Configuring Mountable HDFS

CDH includes a FUSE (Filesystem in Userspace) interface into HDFS. The hadoop-hdfs-fuse package enables you to use your HDFS cluster as if it were a traditional filesystem on Linux. Proceed as follows.

Before you start: You must have a working HDFS cluster and know the hostname and port that your NameNode exposes. If you use parcels to install CDH, you do not need to install the FUSE packages.

To install hadoop-hdfs-fuses On Red Hat-compatible systems:

sudo yum install hadoop-hdfs-fuse

To install hadoop-hdfs-fuse on Ubuntu systems:

sudo apt-get install hadoop-hdfs-fuse

To install hadoop-hdfs-fuse on SLES systems:

sudo zypper install hadoop-hdfs-fuse

You now have everything you need to begin mounting HDFS on Linux.

To set up and test your mount point in a non-HA installation:

mkdir -p <mount_point>
hadoop-fuse-dfs dfs://<name_node_hostname>:<namenode_port> <mount_point>

where namenode_port is the NameNode's RPC port, dfs.namenode.servicerpc-address.

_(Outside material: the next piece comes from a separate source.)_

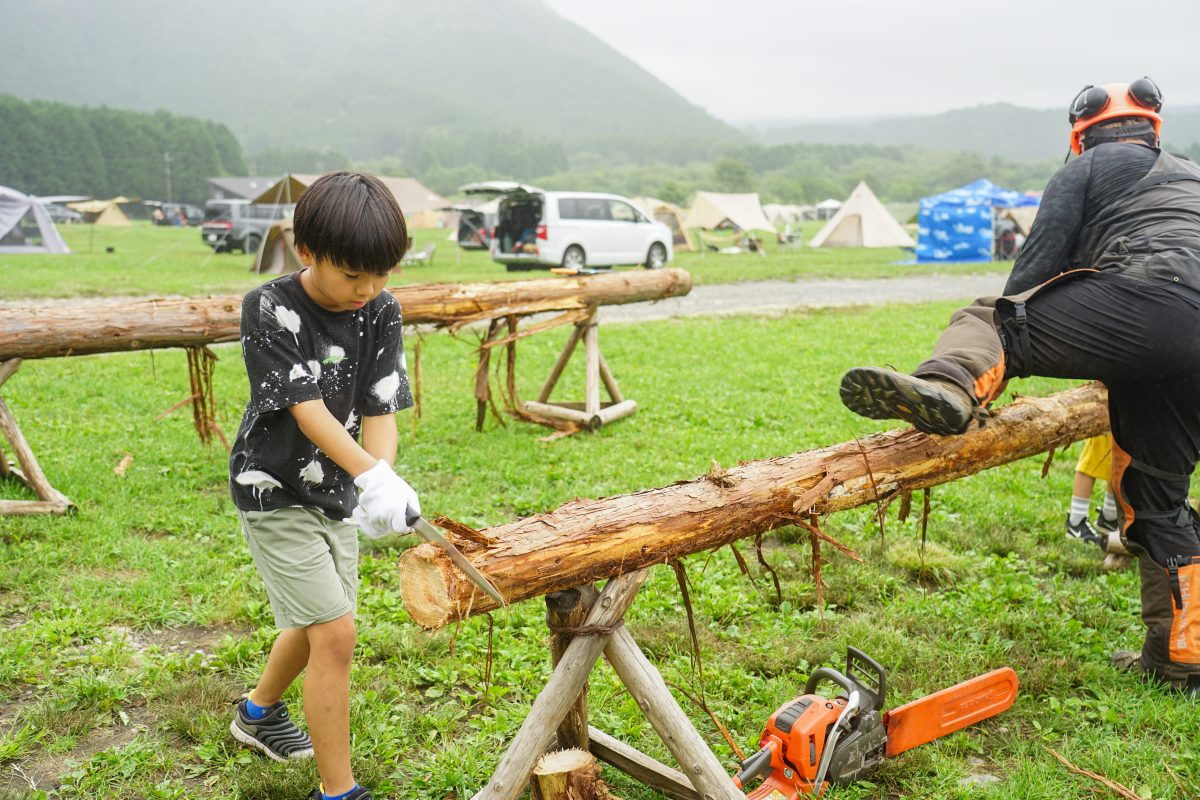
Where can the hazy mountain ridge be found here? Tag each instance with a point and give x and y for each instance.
(364, 77)
(994, 130)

To set up and test your mount point in an HA installation:

mkdir -p <mount_point>
hadoop-fuse-dfs dfs://<nameservice_id> <mount_point>

where nameservice_id is the value of fs.defaultFS. In this case the port defined for dfs.namenode.rpc-address.[nameservice ID].[name node ID] is used automatically. See Enabling HDFS HA for more information about these properties.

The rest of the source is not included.